[Fwd: Re: [Swift-devel] Re: swift-falkon problem... plots to explain plateaus...]
Ioan Raicu
iraicu at cs.uchicago.edu
Tue Apr 1 10:43:16 CDT 2008
Mihael Hategan wrote:
> On Tue, 2008-04-01 at 10:26 -0500, Ioan Raicu wrote:
>
>> Michael Wilde wrote:
>>
>>> We're only working on the BG/P system, and GPFS is the only shared
>>> filesystem there.
>>>
>> There is PVFS, but that performed even worse in our tests.
>>
>>> GPFS access, however, remains a big scalabiity issue. Frequent small
>>> accesses to GPFS in our measurements really slow down the workflow. We
>>> did a lot of micro-benchmark tests.
>>>
>> Yes! The BG/P's GPFS probably performs the worst out of all GPFSes I
>> have worked on, in terms of small granular accesses. For example,
>> reading 1 byte files, invoking a trivial script (i.e. exit 0), etc...

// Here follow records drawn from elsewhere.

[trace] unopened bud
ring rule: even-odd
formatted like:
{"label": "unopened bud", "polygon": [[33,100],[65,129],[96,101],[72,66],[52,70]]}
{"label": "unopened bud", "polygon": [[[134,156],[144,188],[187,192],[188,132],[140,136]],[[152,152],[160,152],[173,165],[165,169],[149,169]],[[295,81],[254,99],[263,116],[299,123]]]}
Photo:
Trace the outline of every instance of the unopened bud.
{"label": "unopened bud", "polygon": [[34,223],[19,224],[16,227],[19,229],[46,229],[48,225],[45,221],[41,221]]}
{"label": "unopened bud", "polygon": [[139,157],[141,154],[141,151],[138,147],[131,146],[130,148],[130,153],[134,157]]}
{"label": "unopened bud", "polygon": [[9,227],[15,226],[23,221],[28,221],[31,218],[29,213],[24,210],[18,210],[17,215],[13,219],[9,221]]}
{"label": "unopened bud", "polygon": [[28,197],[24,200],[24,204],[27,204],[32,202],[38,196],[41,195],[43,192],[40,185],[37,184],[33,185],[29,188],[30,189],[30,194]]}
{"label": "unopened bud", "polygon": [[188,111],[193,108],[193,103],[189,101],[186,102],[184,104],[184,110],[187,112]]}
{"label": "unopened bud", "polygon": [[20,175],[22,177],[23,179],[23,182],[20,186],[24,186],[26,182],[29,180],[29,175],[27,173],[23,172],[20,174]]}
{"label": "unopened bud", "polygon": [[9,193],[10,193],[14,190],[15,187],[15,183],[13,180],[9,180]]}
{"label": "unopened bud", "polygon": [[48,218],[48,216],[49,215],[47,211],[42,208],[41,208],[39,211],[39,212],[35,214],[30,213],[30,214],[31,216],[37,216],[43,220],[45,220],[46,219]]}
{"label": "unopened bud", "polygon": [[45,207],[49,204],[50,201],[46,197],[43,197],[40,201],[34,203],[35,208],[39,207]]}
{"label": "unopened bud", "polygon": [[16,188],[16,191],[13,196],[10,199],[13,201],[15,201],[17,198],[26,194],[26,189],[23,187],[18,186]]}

>> all perform extremely poor, to the point that we need to move away from
>> GPFS almost completely. For example, the things that we eventually need
>> to avoid on GPFS for the BG/P are:
>> invoking wrapper.sh
>> mkdir
>> any logging to GPFS
>>
>
> Doing nothing can be incredibly fast.
>
What I meant is that we need to move these operations to the local file
system, i.e. RAM. We have run applications on BG/P via Falkon only, and
implemented a caching strategy that caches all scripts, binaries, and
input data, to RAM... once the task execution (all from RAM) completes,
and has written its output to RAM, then there is a single copy operation
of the output data from RAM to GPFS. We control how frequently this
copy operation occurs, so we can essentially scale quite nicely and
linearly with this approach. The hope is that we can eventually work
this kind of functionality in the wrapper.sh, or in Swift itself. So, a
reply to your statement, we would like to preserve the functionality of
the wrapper.sh, but move as much as possible of that functionality from
a shared file system to a local disk.
Ioan
>
>> There are probably others.
>>
>>> Zhao, can you gather a set of these tests into a small suite and post
>>> numbers so the Swift developers can get an understanding of the
>>> system's GPFS access performance?
>>>
>>> Also note: the only local filesystem is RAM disk on /tmp or /dev/shm.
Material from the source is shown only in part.